The Ombudsman has sworn no affidavit. The impropriety involved in the lawyer’s affidavit is unmistakable.”
“Having regard to the totality of the evidence, the communications between the Ombudsman’s former senior counsel and senior counsel for the Applicants before the hearing began are a paradigm red herring. The Ombudsman was advised immediately after the hearing that there were no grounds for a recusal application and accepted such advice. He would inevitably have been given the same advice
before the hearing began. It is inconceivable that he would not have accepted such advice: the events of 14/15 December 2017 and 08 January 2018 establish this fact beyond peradventure. 14/15 December 2017 and 08 January 2018 establish this fact
beyond peradventure.
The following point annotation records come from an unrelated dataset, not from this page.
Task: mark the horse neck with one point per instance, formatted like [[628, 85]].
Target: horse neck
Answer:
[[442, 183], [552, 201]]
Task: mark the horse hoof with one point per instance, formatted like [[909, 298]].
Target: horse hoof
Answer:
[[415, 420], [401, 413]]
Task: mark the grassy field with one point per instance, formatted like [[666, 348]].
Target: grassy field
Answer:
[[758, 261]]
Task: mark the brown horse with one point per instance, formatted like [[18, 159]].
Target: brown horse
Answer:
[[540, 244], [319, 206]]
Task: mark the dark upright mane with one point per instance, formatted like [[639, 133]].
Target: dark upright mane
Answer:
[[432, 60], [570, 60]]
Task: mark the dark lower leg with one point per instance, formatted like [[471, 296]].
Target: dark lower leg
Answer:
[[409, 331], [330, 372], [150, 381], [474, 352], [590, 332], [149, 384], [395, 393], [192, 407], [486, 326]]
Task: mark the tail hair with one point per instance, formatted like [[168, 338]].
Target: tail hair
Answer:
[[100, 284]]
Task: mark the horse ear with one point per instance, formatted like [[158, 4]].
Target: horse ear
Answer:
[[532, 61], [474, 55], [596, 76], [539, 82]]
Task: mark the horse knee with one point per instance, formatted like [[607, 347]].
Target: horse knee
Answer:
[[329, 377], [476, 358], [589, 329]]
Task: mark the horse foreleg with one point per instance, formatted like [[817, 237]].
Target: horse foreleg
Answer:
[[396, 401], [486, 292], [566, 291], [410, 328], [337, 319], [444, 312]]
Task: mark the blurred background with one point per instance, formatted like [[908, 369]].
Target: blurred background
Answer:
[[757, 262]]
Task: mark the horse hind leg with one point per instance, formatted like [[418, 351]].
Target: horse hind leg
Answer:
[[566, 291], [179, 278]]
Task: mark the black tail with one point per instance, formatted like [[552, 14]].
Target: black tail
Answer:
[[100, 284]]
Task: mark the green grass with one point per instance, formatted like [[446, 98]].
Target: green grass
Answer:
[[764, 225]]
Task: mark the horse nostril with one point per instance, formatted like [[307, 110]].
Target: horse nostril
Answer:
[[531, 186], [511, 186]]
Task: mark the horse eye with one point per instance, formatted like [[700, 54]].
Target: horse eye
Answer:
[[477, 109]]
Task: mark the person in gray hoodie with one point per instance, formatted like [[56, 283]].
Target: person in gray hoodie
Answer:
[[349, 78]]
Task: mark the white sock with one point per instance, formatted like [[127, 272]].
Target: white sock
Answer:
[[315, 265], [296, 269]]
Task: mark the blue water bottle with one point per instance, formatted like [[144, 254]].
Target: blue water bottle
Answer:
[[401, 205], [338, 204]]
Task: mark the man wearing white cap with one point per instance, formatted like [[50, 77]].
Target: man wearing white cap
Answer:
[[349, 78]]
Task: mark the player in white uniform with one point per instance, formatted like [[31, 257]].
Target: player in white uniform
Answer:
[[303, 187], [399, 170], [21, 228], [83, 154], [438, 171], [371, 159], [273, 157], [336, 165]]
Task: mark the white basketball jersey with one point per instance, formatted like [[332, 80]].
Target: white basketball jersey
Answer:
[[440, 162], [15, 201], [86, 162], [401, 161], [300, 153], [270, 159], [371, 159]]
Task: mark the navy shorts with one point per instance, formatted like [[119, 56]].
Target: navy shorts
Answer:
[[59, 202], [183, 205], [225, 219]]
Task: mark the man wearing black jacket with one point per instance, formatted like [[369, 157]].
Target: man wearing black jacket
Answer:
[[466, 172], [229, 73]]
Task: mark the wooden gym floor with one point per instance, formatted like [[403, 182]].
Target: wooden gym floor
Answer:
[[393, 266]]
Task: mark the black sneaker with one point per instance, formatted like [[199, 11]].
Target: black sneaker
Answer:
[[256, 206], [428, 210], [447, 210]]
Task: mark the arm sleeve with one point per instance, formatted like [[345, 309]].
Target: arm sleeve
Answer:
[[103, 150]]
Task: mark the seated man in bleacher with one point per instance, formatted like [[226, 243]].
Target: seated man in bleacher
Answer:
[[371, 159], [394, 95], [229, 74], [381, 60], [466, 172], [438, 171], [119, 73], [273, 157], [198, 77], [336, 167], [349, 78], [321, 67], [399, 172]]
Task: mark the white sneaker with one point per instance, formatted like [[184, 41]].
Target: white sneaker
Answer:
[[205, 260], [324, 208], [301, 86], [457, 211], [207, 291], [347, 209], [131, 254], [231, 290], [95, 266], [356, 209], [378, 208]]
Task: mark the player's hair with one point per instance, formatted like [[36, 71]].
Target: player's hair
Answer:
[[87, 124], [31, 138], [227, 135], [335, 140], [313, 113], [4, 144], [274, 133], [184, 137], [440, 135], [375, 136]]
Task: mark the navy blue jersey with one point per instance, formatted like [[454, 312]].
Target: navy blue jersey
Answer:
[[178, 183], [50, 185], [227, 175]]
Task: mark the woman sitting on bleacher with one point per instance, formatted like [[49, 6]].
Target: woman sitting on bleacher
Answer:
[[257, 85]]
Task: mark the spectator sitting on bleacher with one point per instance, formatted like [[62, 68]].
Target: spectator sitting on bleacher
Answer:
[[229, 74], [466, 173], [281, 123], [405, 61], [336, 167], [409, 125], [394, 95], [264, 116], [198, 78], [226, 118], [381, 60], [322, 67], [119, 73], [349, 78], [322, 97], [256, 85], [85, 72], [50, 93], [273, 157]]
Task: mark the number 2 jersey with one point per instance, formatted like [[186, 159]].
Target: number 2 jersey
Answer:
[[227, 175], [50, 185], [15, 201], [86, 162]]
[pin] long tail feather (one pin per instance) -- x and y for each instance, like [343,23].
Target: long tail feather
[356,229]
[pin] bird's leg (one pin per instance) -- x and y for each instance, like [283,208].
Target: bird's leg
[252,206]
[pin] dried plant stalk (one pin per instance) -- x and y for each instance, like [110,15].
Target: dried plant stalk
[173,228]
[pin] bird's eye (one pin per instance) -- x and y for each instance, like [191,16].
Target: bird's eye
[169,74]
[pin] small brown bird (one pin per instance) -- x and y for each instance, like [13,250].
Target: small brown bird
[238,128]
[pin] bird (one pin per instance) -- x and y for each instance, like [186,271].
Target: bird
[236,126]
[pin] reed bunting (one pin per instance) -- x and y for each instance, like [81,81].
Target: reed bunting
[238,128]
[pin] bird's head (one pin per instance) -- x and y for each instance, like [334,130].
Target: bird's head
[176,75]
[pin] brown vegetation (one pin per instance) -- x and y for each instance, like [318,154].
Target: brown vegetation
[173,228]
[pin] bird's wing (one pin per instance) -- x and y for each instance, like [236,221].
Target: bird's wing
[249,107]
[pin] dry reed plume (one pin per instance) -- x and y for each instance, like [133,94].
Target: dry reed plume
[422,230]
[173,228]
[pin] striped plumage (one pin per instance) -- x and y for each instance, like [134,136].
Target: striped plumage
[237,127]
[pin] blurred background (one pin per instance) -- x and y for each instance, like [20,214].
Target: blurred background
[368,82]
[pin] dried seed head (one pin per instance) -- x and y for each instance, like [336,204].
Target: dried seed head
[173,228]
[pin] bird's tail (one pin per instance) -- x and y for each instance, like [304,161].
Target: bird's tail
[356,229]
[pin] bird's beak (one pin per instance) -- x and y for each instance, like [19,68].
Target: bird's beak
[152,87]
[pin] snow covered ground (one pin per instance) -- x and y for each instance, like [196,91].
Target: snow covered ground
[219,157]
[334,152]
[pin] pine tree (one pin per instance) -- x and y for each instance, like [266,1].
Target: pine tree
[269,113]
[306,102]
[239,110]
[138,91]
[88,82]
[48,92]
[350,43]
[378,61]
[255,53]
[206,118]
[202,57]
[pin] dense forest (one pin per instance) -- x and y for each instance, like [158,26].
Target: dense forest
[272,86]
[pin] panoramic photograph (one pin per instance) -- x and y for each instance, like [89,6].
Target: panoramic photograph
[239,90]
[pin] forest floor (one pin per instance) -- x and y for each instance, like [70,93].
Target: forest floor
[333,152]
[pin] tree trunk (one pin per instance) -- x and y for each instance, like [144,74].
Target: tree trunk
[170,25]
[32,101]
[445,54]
The submissions of Mr McGrory QC on this discrete issue resolve to a desperate attempt to airbrush this unassailable reality.”
“To summarise, I find the evidence and argument put forward on behalf of the Ombudsman pertaining to the aforementioned issue flimsy, artificial and entirely unpersuasive. To all of the facts and considerations identified and highlighted above, one adds the
unequivocal statement in the most authoritative and comprehensive guidance on this subject, the decision of the English Court of Appeal in Locabail, that the acceptance of instructions to act for or against a party or legal representative in a
previous case will not normally warrant disqualification in the instant case. This is a mirror image of the official guidance to all members of the judiciary, contained in the Statement of Ethics for The Judiciary in Northern Ireland. I consider it likely that
the independent observer, while of course maintaining an open and circumspect mind, would attribute weight to this. The notional briefing of the observer would also highlight that these are public law proceedings involving no lis inter-partes. The
observer would further be aware that the substantive judgment of this court has not entailed any evaluation of conflicting evidence, oral or documentary, any credibility assessments of witnesses or the making of factual findings on contentious issues.”